In 2011, around 734.5 million tons of feed were produced annually around the world.
The US Animal Drug Availability Act 1996, passed during the Clinton era, was the first attempt in that country to regulate the use of medicated feed.
In 1997, in response to outbreaks of Bovine spongiform encephalopathy, commonly known as mad cow disease, the United States and Canada banned a range of animal tissues from cattle feed. Feed bans in United States (2009) Canada (2007) expanded on this, prohibiting the use of potentially infectious tissue in all animal and pet food and fertilizers.
Forage is a plant material (mainly plant leaves and stems) eaten by grazing livestock. Historically, the term forage has meant only plants eaten by the animals directly as pasture, crop residue, or immature cereal crops, but it is also used more loosely to include similar plants cut for fodder and carried to the animals, especially as hay or silage.While the term forage has a broad definition, the term forage crop is used to define crops, annual or biennial, which are grown to be utilized by grazing or harvesting as a whole crop.
Feed manufacturing refers to the process of producing animal feed from raw agricultural products. Fodder produced by manufacturing is formulated to meet specific animal nutrition requirements for different species of animals at different life stages. According to the American Feed Industry Association (AFIA), there are four basic steps:
In agriculture today, the nutritional needs of farm animals are well understood and may be satisfied through natural forage and fodder alone, or augmented by direct supplementation of nutrients in concentrated, controlled form. The nutritional quality of feed is influenced not only by the nutrient content, but also by many other factors such as feed presentation, hygiene, digestibility, and effect on intestinal health.
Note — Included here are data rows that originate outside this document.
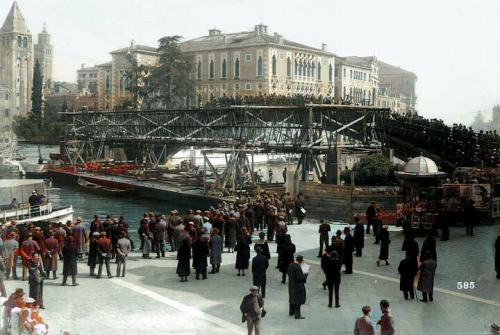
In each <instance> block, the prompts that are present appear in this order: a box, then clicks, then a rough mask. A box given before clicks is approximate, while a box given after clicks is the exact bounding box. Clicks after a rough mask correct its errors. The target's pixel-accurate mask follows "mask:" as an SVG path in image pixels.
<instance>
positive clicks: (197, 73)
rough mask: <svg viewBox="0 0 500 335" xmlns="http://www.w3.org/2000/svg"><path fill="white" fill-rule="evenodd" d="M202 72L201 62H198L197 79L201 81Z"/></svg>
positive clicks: (197, 66)
mask: <svg viewBox="0 0 500 335" xmlns="http://www.w3.org/2000/svg"><path fill="white" fill-rule="evenodd" d="M201 76H202V72H201V60H199V61H198V65H197V67H196V78H197V79H201Z"/></svg>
Feed additives provide a mechanism through which these nutrient deficiencies can be resolved, improving animal rate of growth, health, and well-being. Many farm animals have a diet largely consisting of grain-based ingredients because of the higher costs of quality feed.
Chelates in animal feed is jargon for metalloorganic compounds added to animal feed. The compounds provide sources of various metals that improve the health or marketability of the animal. Typical metals salts are derived from cobalt, copper, iron, manganese, and zinc. The objective of supplementation with trace minerals is to avoid a variety of deficiency diseases. Trace minerals carry out key functions in relation to many metabolic processes, most notably as cofactors for enzymes and hormones, and are essential for optimum health, growth and productivity. For example, supplementary minerals help ensure good growth, bone development, feathering in birds, hoof, skin and hair quality in mammals, enzyme structure and functions, and appetite. Deficiency of trace minerals affect many metabolic processes and so may be manifested by different symptoms, such as poor growth and appetite, reproductive failures, impaired immune responses, and general ill-thrift. From the 1950s to the 1990s most trace mineral supplementation of animal diets was in the form of inorganic minerals, and these largely eradicated associated deficiency diseases in farm animals. The role in fertility and reproductive diseases of dairy cattle highlights that organic forms of Zn are retained better than inorganic sources and so may provide greater benefit in disease prevention, notably mastitis and lameness.Animals are thought to better absorb, digest, and use mineral chelates than inorganic minerals or simple salts. In theory lower concentrations of these minerals can be used in animal feeds. In addition, animals fed chelated sources of essential trace minerals excrete lower amounts in their faeces, and so there is less environmental contamination.